O normativo estabelece que a ordem de retorno da criança ao país de residência habitual deve estar sempre condicionada à prévia manifestação do Tribunal Regional Federal (TRF) sobre eventual efeito suspensivo, além da adoção de providências complementares que assegurem a proteção integral da criança.

Entre os pontos que devem ser considerados pelas decisões judiciais estão:

  • a forma de implementação do retorno;
  • a definição da pessoa responsável pelo acompanhamento da criança;
  • a avaliação sobre a necessidade de acompanhamento psicológico;
  • a organização da documentação necessária para a viagem;
  • e outras medidas indispensáveis para garantir o retorno em condições de segurança.

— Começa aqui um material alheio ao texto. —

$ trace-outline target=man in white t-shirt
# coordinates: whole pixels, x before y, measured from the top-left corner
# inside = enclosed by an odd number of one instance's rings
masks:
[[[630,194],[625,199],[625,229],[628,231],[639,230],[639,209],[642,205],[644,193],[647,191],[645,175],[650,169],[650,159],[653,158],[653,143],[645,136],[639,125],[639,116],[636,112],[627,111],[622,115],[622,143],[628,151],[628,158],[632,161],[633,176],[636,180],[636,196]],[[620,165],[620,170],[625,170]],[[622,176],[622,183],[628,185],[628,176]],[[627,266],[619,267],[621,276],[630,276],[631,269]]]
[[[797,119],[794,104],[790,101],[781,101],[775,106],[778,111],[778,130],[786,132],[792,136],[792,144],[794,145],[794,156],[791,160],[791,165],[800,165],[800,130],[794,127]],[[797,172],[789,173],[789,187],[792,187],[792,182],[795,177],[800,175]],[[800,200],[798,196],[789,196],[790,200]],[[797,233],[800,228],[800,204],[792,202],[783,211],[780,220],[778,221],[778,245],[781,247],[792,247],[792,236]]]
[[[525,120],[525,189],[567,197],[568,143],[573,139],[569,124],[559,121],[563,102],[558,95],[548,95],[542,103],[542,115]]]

A Recomendação também ressalta a importância de:

  • assegurar o duplo grau de jurisdição efetivo nas decisões de retorno;
  • garantir tempo hábil para eventual análise recursal, preservando o melhor interesse da criança;
  • avaliar a irreversibilidade da medida de retorno quando ainda não houver pronunciamento do órgão recursal.

O documento foi assinado pelo corregedor-geral da Justiça Federal, ministro Luís Felipe Salomão, e entrou em vigor na data de sua publicação.